There are four rows of seats, and three girls per row. Me? I guess I’m sitting alone because he drops me off in the row behind all of them. No one turns their head to look at me either after the brunette looks away, and I guess everyone is going to fend for themselves. They don’t even make eye contact with each other.

The lightly humming cabin begins to purr, then whine. The plane starts to move, and I look around at the spacious and luxurious interior. It’s impressive—everything is. Down to the brown leather seats at the very front, facing us. After a while the plane begins to move faster, as if it’s driving, and it shakes violently the further we go. I wish I had someone with me, that I could hold a hand, as it stands this may be the scariest thing I’ve experienced. Maybe I don’t like planes.

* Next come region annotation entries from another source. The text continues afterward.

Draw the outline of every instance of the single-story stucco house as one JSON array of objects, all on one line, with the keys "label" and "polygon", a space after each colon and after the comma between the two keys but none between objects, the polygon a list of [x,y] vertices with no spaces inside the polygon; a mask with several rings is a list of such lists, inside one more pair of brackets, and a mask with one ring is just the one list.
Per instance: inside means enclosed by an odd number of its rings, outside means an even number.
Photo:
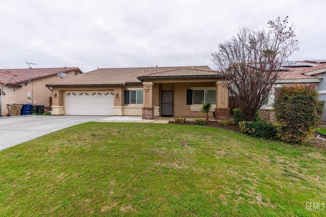
[{"label": "single-story stucco house", "polygon": [[[59,72],[66,77],[59,77]],[[52,92],[45,85],[82,73],[77,67],[0,69],[0,116],[8,114],[6,105],[11,103],[49,107]]]},{"label": "single-story stucco house", "polygon": [[227,88],[208,66],[98,69],[46,87],[52,115],[199,117],[203,101],[229,118]]}]

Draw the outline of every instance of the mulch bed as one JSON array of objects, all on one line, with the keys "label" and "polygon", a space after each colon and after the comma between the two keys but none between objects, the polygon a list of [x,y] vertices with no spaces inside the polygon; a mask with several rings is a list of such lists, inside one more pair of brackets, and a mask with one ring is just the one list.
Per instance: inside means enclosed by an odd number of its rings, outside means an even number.
[{"label": "mulch bed", "polygon": [[[201,126],[199,125],[196,125],[195,121],[192,121],[189,120],[187,120],[185,121],[185,123],[177,123],[175,122],[174,120],[170,120],[170,121],[169,121],[169,123],[172,123],[173,125],[177,125]],[[220,123],[219,123],[219,121],[209,121],[207,123],[207,125],[201,125],[201,126],[211,127],[213,128],[221,128],[225,130],[229,130],[232,131],[237,132],[240,132],[240,129],[239,128],[239,127],[237,126],[234,123],[229,123],[229,126],[228,127],[223,127],[223,126],[220,126]]]}]

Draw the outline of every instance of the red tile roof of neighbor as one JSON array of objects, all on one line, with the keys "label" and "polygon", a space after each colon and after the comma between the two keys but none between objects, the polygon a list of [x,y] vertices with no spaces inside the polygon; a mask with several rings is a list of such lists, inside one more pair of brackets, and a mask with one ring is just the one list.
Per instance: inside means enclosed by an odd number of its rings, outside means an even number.
[{"label": "red tile roof of neighbor", "polygon": [[121,85],[141,84],[138,78],[216,76],[218,71],[207,66],[173,67],[145,67],[99,69],[65,80],[55,81],[47,86],[72,85]]},{"label": "red tile roof of neighbor", "polygon": [[281,71],[279,72],[279,79],[315,79],[315,76],[304,74],[305,71],[310,68],[313,67],[293,67],[289,68],[289,70]]},{"label": "red tile roof of neighbor", "polygon": [[316,66],[307,68],[305,70],[304,73],[308,73],[309,72],[313,72],[314,71],[319,70],[322,69],[326,69],[326,64],[319,64]]},{"label": "red tile roof of neighbor", "polygon": [[[58,72],[67,72],[78,70],[78,67],[63,67],[30,69],[30,80],[56,75]],[[0,83],[5,85],[18,85],[28,81],[29,69],[0,69]]]}]

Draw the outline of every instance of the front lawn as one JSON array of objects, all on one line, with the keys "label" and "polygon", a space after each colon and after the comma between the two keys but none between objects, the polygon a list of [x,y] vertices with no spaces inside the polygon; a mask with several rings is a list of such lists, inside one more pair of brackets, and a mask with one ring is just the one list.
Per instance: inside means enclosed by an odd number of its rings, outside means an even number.
[{"label": "front lawn", "polygon": [[0,215],[326,215],[306,209],[325,168],[324,150],[220,129],[86,123],[0,151]]}]

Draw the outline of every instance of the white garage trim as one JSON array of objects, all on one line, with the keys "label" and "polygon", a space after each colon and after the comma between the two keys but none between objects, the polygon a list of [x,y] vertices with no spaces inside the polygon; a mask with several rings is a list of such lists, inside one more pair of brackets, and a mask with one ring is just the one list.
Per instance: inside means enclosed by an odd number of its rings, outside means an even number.
[{"label": "white garage trim", "polygon": [[113,115],[113,90],[66,91],[65,114],[67,115]]}]

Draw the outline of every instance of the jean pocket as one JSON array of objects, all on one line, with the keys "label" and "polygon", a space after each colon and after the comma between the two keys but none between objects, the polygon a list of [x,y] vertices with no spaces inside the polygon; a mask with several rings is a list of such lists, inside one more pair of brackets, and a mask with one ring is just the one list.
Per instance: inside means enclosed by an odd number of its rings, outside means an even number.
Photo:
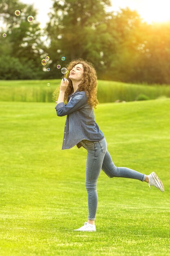
[{"label": "jean pocket", "polygon": [[101,148],[102,152],[105,154],[107,150],[107,144],[105,137],[103,138],[101,140],[99,141],[99,144]]},{"label": "jean pocket", "polygon": [[85,139],[84,140],[84,143],[85,146],[91,146],[94,145],[94,141],[92,141],[91,140],[88,140],[88,139]]}]

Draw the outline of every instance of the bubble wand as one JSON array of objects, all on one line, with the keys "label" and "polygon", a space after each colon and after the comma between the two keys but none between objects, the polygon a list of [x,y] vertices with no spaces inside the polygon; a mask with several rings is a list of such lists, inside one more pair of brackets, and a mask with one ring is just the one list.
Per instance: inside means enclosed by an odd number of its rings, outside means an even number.
[{"label": "bubble wand", "polygon": [[66,73],[66,78],[67,78],[67,75],[68,74],[68,73],[69,73],[69,71],[68,71],[68,70],[67,70],[67,73]]}]

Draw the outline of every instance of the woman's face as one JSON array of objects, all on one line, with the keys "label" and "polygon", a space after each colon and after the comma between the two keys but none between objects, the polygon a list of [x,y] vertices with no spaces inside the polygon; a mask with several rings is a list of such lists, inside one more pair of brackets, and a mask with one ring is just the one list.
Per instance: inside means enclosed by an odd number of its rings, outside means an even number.
[{"label": "woman's face", "polygon": [[77,64],[73,67],[70,70],[70,75],[68,76],[71,80],[74,80],[79,81],[83,78],[84,69],[82,64]]}]

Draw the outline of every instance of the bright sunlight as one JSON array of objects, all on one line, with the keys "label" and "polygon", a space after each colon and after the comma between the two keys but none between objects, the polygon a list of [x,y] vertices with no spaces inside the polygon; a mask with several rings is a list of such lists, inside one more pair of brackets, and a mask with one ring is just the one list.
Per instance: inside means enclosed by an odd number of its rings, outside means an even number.
[{"label": "bright sunlight", "polygon": [[[144,3],[143,2],[143,4]],[[141,5],[141,16],[147,23],[162,22],[170,20],[170,3],[167,0],[147,1]]]}]

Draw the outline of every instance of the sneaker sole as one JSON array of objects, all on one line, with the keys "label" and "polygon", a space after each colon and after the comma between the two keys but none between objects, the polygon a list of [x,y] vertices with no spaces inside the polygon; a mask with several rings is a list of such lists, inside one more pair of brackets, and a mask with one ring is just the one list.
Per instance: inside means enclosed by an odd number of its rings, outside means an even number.
[{"label": "sneaker sole", "polygon": [[159,189],[160,189],[161,192],[164,192],[165,191],[164,187],[161,180],[158,177],[155,172],[152,173],[151,174],[152,177],[157,185]]},{"label": "sneaker sole", "polygon": [[96,230],[73,230],[73,231],[79,231],[83,232],[96,232]]}]

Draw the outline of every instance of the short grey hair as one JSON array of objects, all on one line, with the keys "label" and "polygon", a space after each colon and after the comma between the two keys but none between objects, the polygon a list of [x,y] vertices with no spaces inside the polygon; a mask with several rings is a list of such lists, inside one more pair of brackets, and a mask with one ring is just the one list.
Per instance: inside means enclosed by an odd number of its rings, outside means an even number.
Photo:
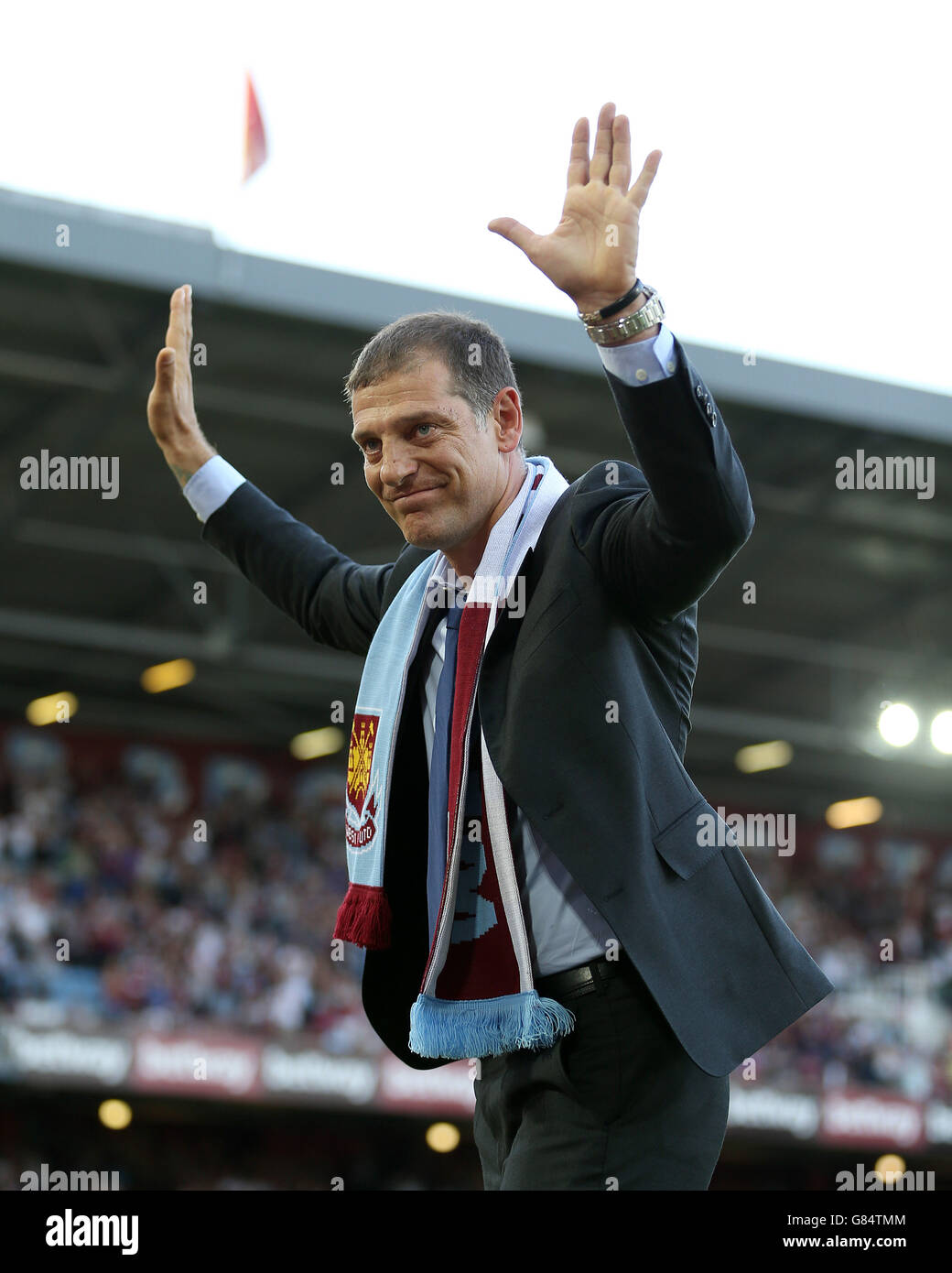
[{"label": "short grey hair", "polygon": [[[476,416],[477,428],[486,428],[486,416],[500,390],[514,388],[522,405],[501,336],[489,323],[456,309],[406,314],[382,327],[360,350],[346,377],[347,404],[353,405],[358,390],[405,372],[420,354],[443,362],[449,370],[451,392],[463,398]],[[526,458],[522,438],[517,454]]]}]

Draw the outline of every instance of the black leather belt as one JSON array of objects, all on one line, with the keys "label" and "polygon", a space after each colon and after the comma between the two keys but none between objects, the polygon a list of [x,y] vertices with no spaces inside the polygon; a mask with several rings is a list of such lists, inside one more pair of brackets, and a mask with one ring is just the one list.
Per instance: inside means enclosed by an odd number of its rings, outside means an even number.
[{"label": "black leather belt", "polygon": [[575,999],[580,994],[593,994],[598,989],[598,983],[612,976],[627,974],[630,964],[624,951],[619,952],[619,959],[607,959],[602,955],[588,964],[578,967],[568,967],[564,973],[552,973],[550,976],[540,976],[536,989],[554,999]]}]

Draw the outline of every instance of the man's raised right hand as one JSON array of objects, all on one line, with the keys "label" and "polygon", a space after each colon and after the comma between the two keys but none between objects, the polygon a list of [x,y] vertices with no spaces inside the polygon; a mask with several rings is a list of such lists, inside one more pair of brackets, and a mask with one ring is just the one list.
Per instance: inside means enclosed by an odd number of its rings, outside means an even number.
[{"label": "man's raised right hand", "polygon": [[192,288],[186,283],[172,293],[165,345],[155,359],[155,383],[146,405],[149,429],[179,486],[218,454],[195,414],[191,351]]}]

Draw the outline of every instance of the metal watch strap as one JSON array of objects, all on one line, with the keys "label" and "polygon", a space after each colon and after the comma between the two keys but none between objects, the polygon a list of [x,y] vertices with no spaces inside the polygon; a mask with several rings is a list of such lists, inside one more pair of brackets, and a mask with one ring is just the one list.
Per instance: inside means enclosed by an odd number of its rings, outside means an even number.
[{"label": "metal watch strap", "polygon": [[[596,345],[621,345],[631,336],[638,336],[659,323],[664,318],[664,306],[657,289],[649,288],[645,283],[641,285],[641,290],[648,300],[635,313],[625,314],[624,318],[616,318],[613,322],[585,322],[589,340],[593,340]],[[579,317],[584,322],[585,316]]]}]

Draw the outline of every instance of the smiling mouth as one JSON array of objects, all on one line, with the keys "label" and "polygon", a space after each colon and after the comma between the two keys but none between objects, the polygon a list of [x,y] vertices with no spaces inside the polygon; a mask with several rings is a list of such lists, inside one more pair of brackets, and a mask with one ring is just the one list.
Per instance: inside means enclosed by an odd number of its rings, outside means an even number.
[{"label": "smiling mouth", "polygon": [[423,486],[420,490],[405,491],[402,495],[397,495],[393,503],[401,504],[405,499],[414,499],[416,495],[428,495],[431,490],[439,490],[439,486]]}]

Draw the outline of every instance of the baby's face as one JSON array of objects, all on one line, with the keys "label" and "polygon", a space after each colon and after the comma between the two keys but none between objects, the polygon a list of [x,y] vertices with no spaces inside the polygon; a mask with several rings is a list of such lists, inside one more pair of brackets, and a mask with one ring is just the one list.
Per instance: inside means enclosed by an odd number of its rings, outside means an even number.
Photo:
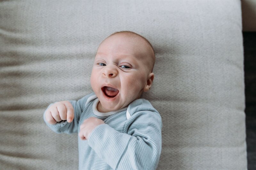
[{"label": "baby's face", "polygon": [[100,100],[97,108],[106,112],[120,109],[139,99],[150,88],[154,74],[149,47],[141,38],[121,34],[100,44],[91,77]]}]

My stomach dips and I groan as we ascend. My ears begin to ring, then they start to pop. It’s freaking miserable. The window seat at least gives me the ability to look down and see how far off the ground we are, which—bad idea.

Oh, God.

My stomach turns violently and I breathe in deeply, trying to not think of how far up in the air we are and how we could fall down to our deaths. Maybe that’s how I’ll die. Maybe I really am dying today.